Red tape and costs linked to setting up businesses and delays in exports and imports must be cut – it is understood there will be detailed targets of how many days and documents it should take to import or export – while improving access to finance for entrepreneurs is highlighted as part of the effort to allow entry into the formal economy, reversing the trend of increasing informalisation.
Getting rid of bureaucracy to streamline infrastructure development is also proposed, while industrial development zones and BEE must be governed by incentives, rather than state intervention.
It rejects nationalisation of mines as unfeasible: as mines together have a market capitalisation of R1.9 trillion, it would cripple the economy, put at risk half a million jobs and do little to advance economic empowerment.
Much of the diagnostic report, and the policy document, has been informed by the DA’s experience in government in the Western Cape, Cape Town and a plethora of other municipalities.
Next month the decision on whether policies will be adopted lies with the extended federal council, which includes the national leader, provincial leaders, chairpersons and financial officers, the parliamentary leader and chief whip, the CEO, the national finance and legal heads, a set number of MPs, MPLs and councillors and those representing the youth, women, overseas branches and regional caucuses where more than 80 000 votes were reached.

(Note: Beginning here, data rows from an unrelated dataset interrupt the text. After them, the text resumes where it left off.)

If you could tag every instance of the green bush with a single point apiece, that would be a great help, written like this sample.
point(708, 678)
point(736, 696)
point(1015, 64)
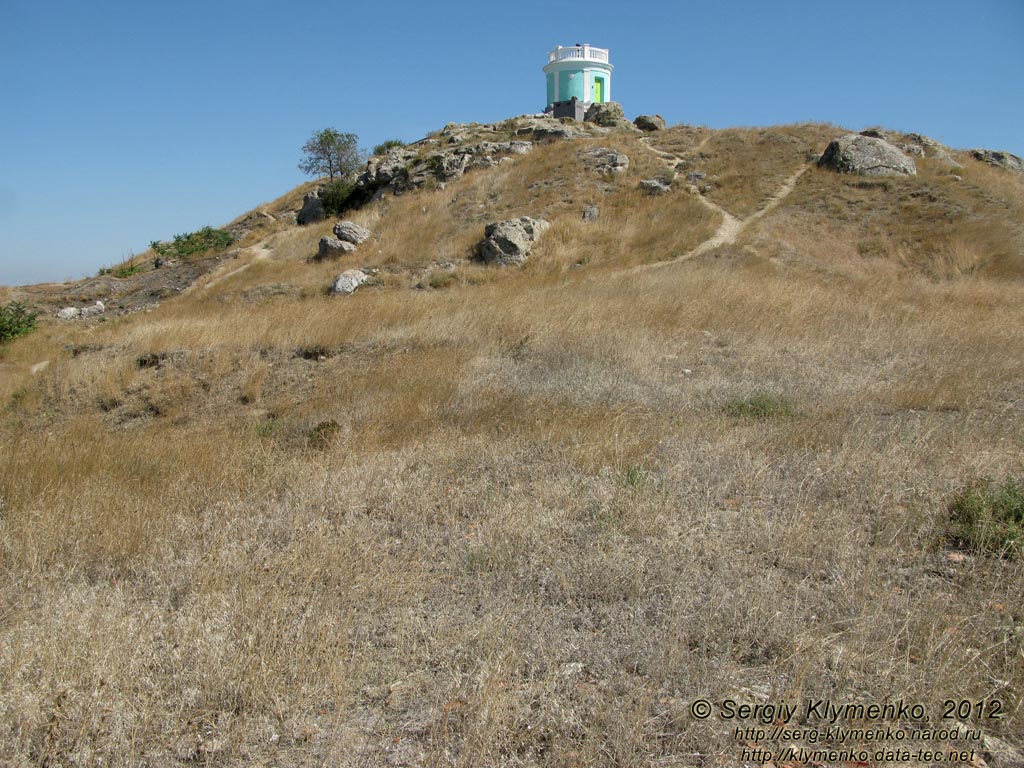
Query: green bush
point(15, 321)
point(759, 406)
point(335, 196)
point(391, 143)
point(194, 244)
point(988, 518)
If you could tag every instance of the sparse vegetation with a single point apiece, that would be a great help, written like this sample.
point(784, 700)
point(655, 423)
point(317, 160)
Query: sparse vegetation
point(15, 320)
point(758, 406)
point(988, 517)
point(335, 196)
point(527, 520)
point(391, 143)
point(331, 153)
point(194, 244)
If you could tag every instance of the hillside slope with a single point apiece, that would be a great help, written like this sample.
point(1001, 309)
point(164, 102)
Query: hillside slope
point(477, 516)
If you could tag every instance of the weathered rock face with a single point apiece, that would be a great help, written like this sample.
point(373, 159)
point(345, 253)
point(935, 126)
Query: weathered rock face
point(608, 114)
point(332, 248)
point(866, 156)
point(347, 282)
point(653, 186)
point(649, 123)
point(402, 169)
point(511, 241)
point(999, 159)
point(312, 209)
point(349, 231)
point(604, 160)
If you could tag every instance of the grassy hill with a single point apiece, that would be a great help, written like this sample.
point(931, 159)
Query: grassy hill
point(478, 516)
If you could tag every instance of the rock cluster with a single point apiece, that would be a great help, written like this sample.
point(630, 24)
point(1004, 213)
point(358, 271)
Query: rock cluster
point(866, 156)
point(653, 186)
point(511, 241)
point(74, 312)
point(347, 235)
point(347, 282)
point(999, 159)
point(649, 123)
point(312, 209)
point(404, 168)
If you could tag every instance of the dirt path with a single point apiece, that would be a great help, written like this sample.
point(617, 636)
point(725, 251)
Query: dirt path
point(257, 253)
point(731, 227)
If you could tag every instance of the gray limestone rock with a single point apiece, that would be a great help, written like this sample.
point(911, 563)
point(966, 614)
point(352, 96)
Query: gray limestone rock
point(312, 209)
point(866, 156)
point(999, 159)
point(511, 241)
point(347, 282)
point(349, 231)
point(649, 123)
point(332, 248)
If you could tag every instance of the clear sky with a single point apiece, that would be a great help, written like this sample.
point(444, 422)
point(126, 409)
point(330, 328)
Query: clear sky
point(123, 122)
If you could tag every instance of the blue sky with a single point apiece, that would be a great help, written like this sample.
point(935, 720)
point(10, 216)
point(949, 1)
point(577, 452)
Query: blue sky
point(126, 122)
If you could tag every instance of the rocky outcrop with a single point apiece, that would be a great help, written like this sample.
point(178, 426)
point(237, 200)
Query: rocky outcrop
point(349, 231)
point(607, 114)
point(312, 209)
point(653, 186)
point(1001, 160)
point(332, 248)
point(74, 312)
point(403, 169)
point(649, 123)
point(511, 241)
point(866, 156)
point(347, 282)
point(604, 160)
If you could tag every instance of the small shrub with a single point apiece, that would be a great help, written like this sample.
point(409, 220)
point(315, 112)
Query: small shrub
point(391, 143)
point(323, 434)
point(335, 196)
point(988, 518)
point(758, 406)
point(15, 321)
point(442, 279)
point(194, 244)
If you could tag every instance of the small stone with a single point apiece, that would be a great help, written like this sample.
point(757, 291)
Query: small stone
point(347, 282)
point(349, 231)
point(332, 248)
point(653, 186)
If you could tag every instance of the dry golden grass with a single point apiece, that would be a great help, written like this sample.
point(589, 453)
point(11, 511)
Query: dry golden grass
point(510, 520)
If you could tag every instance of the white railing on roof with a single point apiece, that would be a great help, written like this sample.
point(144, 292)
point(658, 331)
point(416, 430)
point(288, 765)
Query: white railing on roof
point(583, 52)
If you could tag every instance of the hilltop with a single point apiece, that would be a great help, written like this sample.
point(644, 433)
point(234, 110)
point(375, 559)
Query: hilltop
point(714, 438)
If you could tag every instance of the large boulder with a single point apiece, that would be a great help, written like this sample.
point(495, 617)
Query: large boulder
point(866, 156)
point(347, 282)
point(349, 231)
point(999, 159)
point(654, 186)
point(332, 248)
point(604, 160)
point(649, 123)
point(511, 241)
point(312, 209)
point(608, 114)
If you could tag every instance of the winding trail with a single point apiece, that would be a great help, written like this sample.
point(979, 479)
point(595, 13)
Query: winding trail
point(731, 227)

Once adopted, the policies will be implemented where the DA governs.
Elsewhere in the country, these policies will be the bedrock of attracting voters to realise the DA dream of clinching power in the Northern Cape and Gauteng in 2014, and becoming the official opposition in places like KwaZulu-Natal on the road to national victory in 2019.
However, the question remains whether the DA can convince not only its members, regardless of their residential address, but also broader society that its wider approach to policy-making underscores its responsiveness to diverse support.